Prevost’un İspanyol ve Fransız-İtalyan kökenli ebeveynleri, onun çok kültürlü bir kimliğe sahip olduğunu gösteriyor. Peru’da 30 yıl geçiren ve orada vatandaşlık alan Prevost, Vatikan çevrelerinde “Latin Yankee” lakabıyla anılıyor. Bu çifte aidiyet, ABD’nin küresel hegemonyası nedeniyle bir Amerikalı papadan çekinen bazı kardinallerin, onu daha “küresel” bir figür olarak görmesini sağlamış olabilir. Ancak Prevost’un nereli olduğu, sadece pasaportlardan ibaret değil; onun kimliği, Katolik Kilisesi’nin evrensel misyonu ile ulusal politikaların kesiştiği bir tartışma alanı açıyor. Peki, Prevost’u tanımlayan bu çifte kimlik ne anlama geliyor?
ABD Doğumlu Bir Papa: Chicago’nun İzleri
Robert Prevost, 1955’te Chicago’da doğdu ve çocukluğunu Illinois’in Dolton banliyösünde geçirdi. Villanova Üniversitesi’nde matematik okuyan ve Chicago Katolik Teoloji Birliği’nde eğitim alan Prevost, 1982’de rahip olarak atandı. Ailesinin Katolik inancına bağlılığı, onun erken yaşta kiliseye yönelmesini sağladı. Ancak Prevost’un “Amerikalı” kimliği, bazılarınca fazla baskın bulunuyor; bir Vatikan kaynağı, 9 Mayıs’ta Reuters’a, onun ABD bağlarının “Trump çağında” kilisenin tarafsızlığına gölge düşürebileceğini söyledi. Eleştirel bir bakışla, Prevost’un Chicago kökenleri, kilisenin küresel liderliğinde ABD etkisini artıracağı korkusunu tetikliyor.
Peru Vatandaşlığı: Latin Amerika’nın Etkisi
Prevost, 1985’te Peru’ya misyoner olarak gitti ve 2015’te Peru vatandaşlığı aldı. Trujillo’da 10 yıl rahip ve öğretmen, ardından 2014-2023 arası Chiclayo Piskoposu olarak hizmet verdi. Peru Devlet Başkanı Dina Boluarte, 8 Mayıs’ta onun seçilmesini “Peru için tarihi bir an” diye niteledi. Prevost’un Venezuelalı göçmenlere destek verdiği ve Peru’nun yoksul topluluklarıyla çalıştığı biliniyor. Ancak bu “Latin” kimlik, bazılarınca stratejik bir imaj olarak görülüyor; eleştirmenler, onun Peru vatandaşlığının, ABD’nin küresel imajındaki olumsuzlukları yumuşatmak için öne çıkarıldığını savunuyor.
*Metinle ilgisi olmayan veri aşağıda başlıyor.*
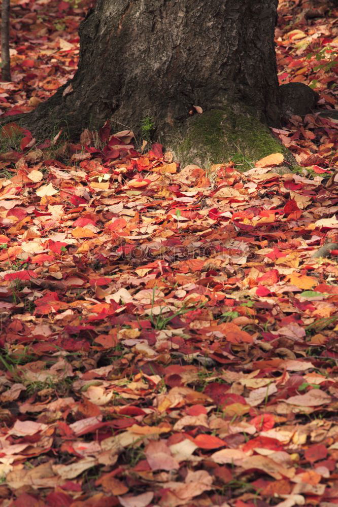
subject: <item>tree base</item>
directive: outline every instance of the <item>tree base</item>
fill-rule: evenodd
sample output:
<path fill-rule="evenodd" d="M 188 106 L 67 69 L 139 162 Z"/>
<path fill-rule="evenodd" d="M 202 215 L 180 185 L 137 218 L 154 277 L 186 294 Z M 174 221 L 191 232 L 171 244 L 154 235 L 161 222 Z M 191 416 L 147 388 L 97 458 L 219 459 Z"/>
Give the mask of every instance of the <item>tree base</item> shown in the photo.
<path fill-rule="evenodd" d="M 164 136 L 164 144 L 184 166 L 232 160 L 241 170 L 272 153 L 280 153 L 291 167 L 296 166 L 291 153 L 275 139 L 269 129 L 248 111 L 236 112 L 230 107 L 195 115 L 178 128 L 174 135 Z"/>

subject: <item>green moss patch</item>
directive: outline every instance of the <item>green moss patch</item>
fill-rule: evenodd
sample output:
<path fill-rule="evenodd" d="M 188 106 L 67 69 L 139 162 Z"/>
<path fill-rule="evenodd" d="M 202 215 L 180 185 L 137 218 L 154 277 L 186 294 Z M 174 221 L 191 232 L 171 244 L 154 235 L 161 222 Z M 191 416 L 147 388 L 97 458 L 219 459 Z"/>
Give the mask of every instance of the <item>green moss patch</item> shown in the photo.
<path fill-rule="evenodd" d="M 181 164 L 227 163 L 232 160 L 241 170 L 272 153 L 283 153 L 292 165 L 294 160 L 267 127 L 248 113 L 236 114 L 230 108 L 212 110 L 187 121 L 181 140 L 172 147 Z"/>

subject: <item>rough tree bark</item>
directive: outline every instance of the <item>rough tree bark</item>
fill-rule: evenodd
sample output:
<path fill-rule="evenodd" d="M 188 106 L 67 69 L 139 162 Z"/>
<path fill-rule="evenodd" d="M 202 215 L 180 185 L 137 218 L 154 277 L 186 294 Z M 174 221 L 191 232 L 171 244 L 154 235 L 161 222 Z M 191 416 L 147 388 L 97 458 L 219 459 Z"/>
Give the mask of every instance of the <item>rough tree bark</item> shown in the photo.
<path fill-rule="evenodd" d="M 231 144 L 246 136 L 246 129 L 255 130 L 252 121 L 245 126 L 243 114 L 277 126 L 277 4 L 98 0 L 80 26 L 74 78 L 22 123 L 40 137 L 62 124 L 74 136 L 107 119 L 137 131 L 149 116 L 164 142 L 179 139 L 174 148 L 187 160 L 196 159 L 195 143 L 209 152 L 230 130 Z M 202 108 L 202 121 L 189 119 L 193 105 Z M 263 130 L 260 145 L 266 148 L 268 134 Z M 215 149 L 215 161 L 228 148 L 229 143 L 226 150 Z"/>
<path fill-rule="evenodd" d="M 1 7 L 1 78 L 3 81 L 11 81 L 9 35 L 10 0 L 3 0 Z"/>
Bu, kilisenin Latin Amerika’daki etkisini sürdürme çabasının bir yansıması mı?
Küresel Kimlik: Evrensel Papa Mı, Bölgesel Figür Mü?
Prevost’un çift vatandaşlığı (ABD ve Peru), Katolik Kilisesi’nin evrensel liderlik iddiasını güçlendiriyor gibi görünse de, bu durum jeopolitik gerilimleri de körüklüyor. New Orleans’taki siyah toplulukla akrabalık bağları olduğu iddiası, tarihçi Jari Honora’nın 9 Mayıs’ta BBC’ye yaptığı açıklamayla gündeme geldi, ancak bu bilgi resmi kaynaklarla teyit edilmedi. Prevost’un beş dil konuşması ve misyoner geçmişi, onu “köprü kurucu” yapıyor; ama bazıları, onun Amerikan kökenlerinin, kilisenin tarafsızlığına zarar verebileceğini düşünüyor. Eleştirel bir açıdan, Prevost’un kimliği, kilisenin küresel mesajını mı yansıtıyor, yoksa ABD ve Latin Amerika arasındaki güç dengelerini mi dengeliyor?